“Rock in the Red Zone”: Living for Today in Sderot

sderock-slant2Not exactly a trend—but impressive—that two of the documentary directors in this past November’s Other Israel Film Festival are women who not only have several films to their credit but are also pregnant with their second child. More power to them.

Both were featured at the 9th annual Other Israel Film Festival, which is sponsored by JCC Manhattan and focuses on films critical of Israeli politics and society. Both directors’ voices are part of their films’ message that Israel can do better.

Director Laura Bialis after the Other Israel Film Festival screening of "Rock in the Red Zone." She documents hard living and hot music in the town of Sderot, half a mile from Gaza.

Director Laura Bialis after the Other Israel Film Festival screening of
“Rock in the Red Zone.” She documents hard living and hot music in the town of Sderot, half a mile from Gaza. Photo by Amy Stone.

Mor Loushy’s “Censored Voices” is carefully constructed from long-silenced interviews by soldiers right after the Six-Day War. Laura Bialis’s “Rock in the Red Zone” is the more freewheeling personal and political story of a Los Angeles filmmaker, now 42, drawn to Sderot, the neglected town near enough to Gaza to be constantly under rocket attack. As a filmmaker who’s worked in Kosovo, she’s attracted to this neglected town that produces music that’s changed the Israel music scene. As she explains in the narrative, “I’d always heard that good music comes from hard places.”

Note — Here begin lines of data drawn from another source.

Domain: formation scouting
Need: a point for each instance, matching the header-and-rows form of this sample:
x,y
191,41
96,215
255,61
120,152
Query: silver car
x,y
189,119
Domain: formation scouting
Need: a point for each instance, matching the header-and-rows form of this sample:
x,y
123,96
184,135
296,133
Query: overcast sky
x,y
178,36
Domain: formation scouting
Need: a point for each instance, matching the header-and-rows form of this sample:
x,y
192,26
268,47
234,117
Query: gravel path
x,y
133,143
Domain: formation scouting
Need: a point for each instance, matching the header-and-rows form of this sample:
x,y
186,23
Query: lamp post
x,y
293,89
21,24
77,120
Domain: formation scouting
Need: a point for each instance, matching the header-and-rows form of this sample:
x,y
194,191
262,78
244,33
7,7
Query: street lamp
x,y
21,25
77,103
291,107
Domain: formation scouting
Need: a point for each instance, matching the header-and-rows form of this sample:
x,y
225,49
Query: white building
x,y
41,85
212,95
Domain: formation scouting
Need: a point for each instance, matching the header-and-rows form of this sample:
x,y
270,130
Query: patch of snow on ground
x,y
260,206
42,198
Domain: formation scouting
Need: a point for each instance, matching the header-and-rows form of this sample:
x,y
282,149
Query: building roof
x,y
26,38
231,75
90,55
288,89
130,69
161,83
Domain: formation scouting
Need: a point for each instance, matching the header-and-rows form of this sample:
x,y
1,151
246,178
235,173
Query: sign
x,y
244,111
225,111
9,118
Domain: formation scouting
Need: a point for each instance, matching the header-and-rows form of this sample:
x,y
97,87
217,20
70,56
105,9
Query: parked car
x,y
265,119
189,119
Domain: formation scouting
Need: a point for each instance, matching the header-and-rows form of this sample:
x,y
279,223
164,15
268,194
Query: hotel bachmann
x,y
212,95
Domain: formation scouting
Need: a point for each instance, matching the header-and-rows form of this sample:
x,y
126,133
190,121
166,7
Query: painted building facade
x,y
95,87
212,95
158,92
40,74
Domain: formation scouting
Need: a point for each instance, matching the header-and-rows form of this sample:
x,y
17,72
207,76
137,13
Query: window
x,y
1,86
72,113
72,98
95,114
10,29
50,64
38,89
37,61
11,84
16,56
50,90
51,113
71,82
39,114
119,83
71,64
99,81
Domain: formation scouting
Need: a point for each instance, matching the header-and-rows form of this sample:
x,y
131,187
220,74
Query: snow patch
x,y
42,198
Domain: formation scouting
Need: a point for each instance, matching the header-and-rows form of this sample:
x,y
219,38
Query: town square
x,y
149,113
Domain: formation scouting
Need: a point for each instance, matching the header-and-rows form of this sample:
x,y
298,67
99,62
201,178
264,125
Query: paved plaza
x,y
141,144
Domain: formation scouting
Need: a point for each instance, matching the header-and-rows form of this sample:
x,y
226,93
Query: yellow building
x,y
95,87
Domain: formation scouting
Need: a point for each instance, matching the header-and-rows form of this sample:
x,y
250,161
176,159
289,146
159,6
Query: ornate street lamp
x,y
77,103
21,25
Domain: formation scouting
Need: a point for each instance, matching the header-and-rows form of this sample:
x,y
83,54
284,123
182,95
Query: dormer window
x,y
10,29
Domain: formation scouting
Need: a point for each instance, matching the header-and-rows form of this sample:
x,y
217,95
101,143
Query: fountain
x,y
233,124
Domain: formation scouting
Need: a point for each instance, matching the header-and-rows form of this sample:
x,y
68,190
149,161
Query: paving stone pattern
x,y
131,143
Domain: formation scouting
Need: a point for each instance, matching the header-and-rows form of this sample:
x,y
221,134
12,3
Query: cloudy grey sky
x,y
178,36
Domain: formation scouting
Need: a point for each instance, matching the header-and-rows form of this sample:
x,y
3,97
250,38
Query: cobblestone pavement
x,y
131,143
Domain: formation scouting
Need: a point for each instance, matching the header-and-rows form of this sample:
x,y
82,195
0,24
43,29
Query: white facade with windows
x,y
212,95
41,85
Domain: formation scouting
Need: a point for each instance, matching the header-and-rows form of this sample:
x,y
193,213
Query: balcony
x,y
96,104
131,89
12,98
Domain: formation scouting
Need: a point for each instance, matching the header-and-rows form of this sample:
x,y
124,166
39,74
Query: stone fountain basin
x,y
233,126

She comes. She sees. She’s hooked. The film takes shape not only as the documentation of a town shamefully neglected by Israel (in the 1950s the Ashkenazi founding fathers sent the Jews from North Africa to this benighted spot, then the Ethiopians), but also as something more personal. We’re seeing the Zionist awakening of a Southern Californian. She doesn’t say it but these Mizrachi musician guys are real men, not your twerpy American Jewish males.